Taking off his coat as he moved into the light, he sighed as he heard a collective gasp come from those around him. “How in the world did one of them get in?” He heard someone ask from the gathered crowd.
“I assure you, I’m in no way one of them, whoever they are.” He said allowed, annoyed at being forced to defend himself once again. “And I must say, I don’t think I like the attitude I’m receiving from you lot. I thought the English were polite?”
“And I thought the Americans to be handsome!” A voice called out, creating a great stir of laughter throughout the entire pub. A large man, heavy set with a broad jaw and even broader shoulders sidled up to Reginald, throwing an arm around him to pull him closer to the fire. “We’re just playing around is all, no harm innit.

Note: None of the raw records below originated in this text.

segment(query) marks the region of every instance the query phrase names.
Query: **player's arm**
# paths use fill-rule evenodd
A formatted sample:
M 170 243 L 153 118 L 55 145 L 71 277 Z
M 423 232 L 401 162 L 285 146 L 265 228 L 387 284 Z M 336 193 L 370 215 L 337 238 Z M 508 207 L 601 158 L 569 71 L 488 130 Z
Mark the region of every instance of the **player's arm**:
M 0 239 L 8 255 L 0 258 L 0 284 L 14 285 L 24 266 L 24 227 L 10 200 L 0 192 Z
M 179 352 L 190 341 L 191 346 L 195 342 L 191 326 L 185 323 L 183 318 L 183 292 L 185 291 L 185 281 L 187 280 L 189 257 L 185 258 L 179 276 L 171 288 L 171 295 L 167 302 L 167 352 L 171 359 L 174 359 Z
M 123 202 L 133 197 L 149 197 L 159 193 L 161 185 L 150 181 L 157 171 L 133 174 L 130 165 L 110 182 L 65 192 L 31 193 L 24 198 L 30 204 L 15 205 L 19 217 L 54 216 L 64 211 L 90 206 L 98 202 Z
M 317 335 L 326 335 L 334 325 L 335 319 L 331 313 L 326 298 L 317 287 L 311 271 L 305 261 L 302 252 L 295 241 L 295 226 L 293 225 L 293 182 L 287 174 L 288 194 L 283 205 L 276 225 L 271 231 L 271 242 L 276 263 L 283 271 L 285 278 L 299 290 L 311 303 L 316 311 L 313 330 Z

Now, what’ll ya have?”
“Abner told me Lucy would provide me with some spirits on his behalf, and to send her his regards.” Reginald replied a bit stiffly, lowering himself into a seat at a table with the large man, along with two others. “Now who might you be?”
“Oh, so sorry then! The names Charles Clooney,” The gigantic man said with a gap-toothed grin. “And this ‘ere be Bill O’Donahue and Mickey McNully. We all work as porters down on the docks for Lucy o’er there.”
“Well my name is Master Mystery,” Reginald replied, ignoring the stifled laughter coming from O’Donahue, “And I am a detective, of sorts.”
“A detective are you now?” Charles said with a wide grin, slapping the table with his hand as his two friends both break out laughing. “And wot brings a Yank detective to the sunny side o’ England, praytell?
“The Whitechapel murders, actually.”
That brought silence over the three, as well as the surrounding tables that had apparently been listening in. An older woman with a long blond braid and a wide midsection marched up to the table with a tray of drinks, three glass tankards full of a dark frothy beer and one small bottle of green liquid, cork firmly stuck in place.
“Here ya go gents, one bottle of Absinthe for the stranger and three drinks for my own boys,” the waitress said with a smile, passing the drinks out. “I hope Abner didn’t do anythin’ too embarrassing sir. ‘E only offers to buy someone a drink if’n he does something embarrassing.”
“No Lucy, he was a perfect gentlemen.” Reginald replied, picking up the bottle. Snapping his fingers to shrink the cork, he took a long sniff from the rising air of the bottle as it let out its first breath, savoring the sickly sweet smell as if it were a fine wine. “Ah, a fine bottle. My thanks to you and your pub.”